Transitionless Quantum Driving (Shortcut to Adiabaticity) via Judicious Coupling to Suitably Fluctuating External Fields

For a quantum system driven by a time-dependent Hamiltonian $H_0(t)$, Berry has shown that complete suppression of transitions between its instantaneous eigenstates is always possible via the addition of an auxiliary term to the Hamiltonian, $H_1(t)$, determined by $H_0(t)$. The resulting quantum evolution (driven by $H_0+H_1$), referred to as transitionless quantum driving (TQD), is then exactly adiabatic with respect to the instantaneous eigenstates of $H_0(t)$. We report an alternative way of achieving TQD, via the coupling of the quantum system to an external fluctuating field, with coupling parameter $J(t)$ and external field correlators (EFC) properly chosen.
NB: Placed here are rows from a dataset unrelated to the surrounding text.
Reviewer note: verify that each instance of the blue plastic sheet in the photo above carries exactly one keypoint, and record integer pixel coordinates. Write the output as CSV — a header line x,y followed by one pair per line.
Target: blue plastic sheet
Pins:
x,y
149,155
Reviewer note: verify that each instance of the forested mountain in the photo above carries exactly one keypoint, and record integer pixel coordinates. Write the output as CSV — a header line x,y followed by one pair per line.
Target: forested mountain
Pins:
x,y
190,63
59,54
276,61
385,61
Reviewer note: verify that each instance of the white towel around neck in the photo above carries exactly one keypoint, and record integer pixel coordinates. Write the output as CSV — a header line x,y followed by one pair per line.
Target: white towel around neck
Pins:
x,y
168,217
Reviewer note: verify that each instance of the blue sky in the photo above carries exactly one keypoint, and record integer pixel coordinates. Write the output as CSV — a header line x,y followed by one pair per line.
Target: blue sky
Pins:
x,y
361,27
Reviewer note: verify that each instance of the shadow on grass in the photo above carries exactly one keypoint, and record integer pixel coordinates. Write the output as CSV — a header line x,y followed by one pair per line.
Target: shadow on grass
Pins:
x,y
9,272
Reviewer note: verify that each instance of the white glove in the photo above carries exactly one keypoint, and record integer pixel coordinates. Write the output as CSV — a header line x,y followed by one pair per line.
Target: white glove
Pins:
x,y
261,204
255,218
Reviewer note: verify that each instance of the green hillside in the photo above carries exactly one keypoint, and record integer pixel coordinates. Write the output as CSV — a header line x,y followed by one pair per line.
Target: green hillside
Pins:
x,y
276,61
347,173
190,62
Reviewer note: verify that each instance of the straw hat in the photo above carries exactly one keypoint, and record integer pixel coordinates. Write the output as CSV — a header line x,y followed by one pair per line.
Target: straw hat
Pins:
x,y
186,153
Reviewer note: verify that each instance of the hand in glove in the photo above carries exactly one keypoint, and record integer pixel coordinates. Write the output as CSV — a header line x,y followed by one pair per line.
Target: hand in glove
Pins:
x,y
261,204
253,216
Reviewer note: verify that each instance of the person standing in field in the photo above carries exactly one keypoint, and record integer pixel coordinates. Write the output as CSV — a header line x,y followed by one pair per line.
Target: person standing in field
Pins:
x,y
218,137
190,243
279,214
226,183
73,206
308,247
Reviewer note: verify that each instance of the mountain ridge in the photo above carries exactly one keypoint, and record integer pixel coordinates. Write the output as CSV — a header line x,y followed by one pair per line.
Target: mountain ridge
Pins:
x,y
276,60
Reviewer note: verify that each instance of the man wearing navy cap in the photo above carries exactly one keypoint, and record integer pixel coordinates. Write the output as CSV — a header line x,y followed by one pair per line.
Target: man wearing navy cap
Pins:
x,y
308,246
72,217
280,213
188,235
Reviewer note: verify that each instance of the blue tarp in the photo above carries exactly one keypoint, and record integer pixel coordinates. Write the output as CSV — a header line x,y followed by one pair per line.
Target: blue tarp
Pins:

Averaging over the external field yields TQD with respect to the original quantum system. To illustrate this result, we explore the suppression of the Schwinger pair-creation effect in a (1+1)D gas of Dirac fermions coupled to a time-dependent electric field $E(t)$. We show that to completely suppress the Schwinger effect requires $J\propto\sqrt{E}$, and the EFCs to mimic the correlators of a 'partner' system of the original system. This partner shares properties with the SUSY partner of the Dirac fermions, suggesting a possible connection between TQD and a modified SUSY that needs to be explored further.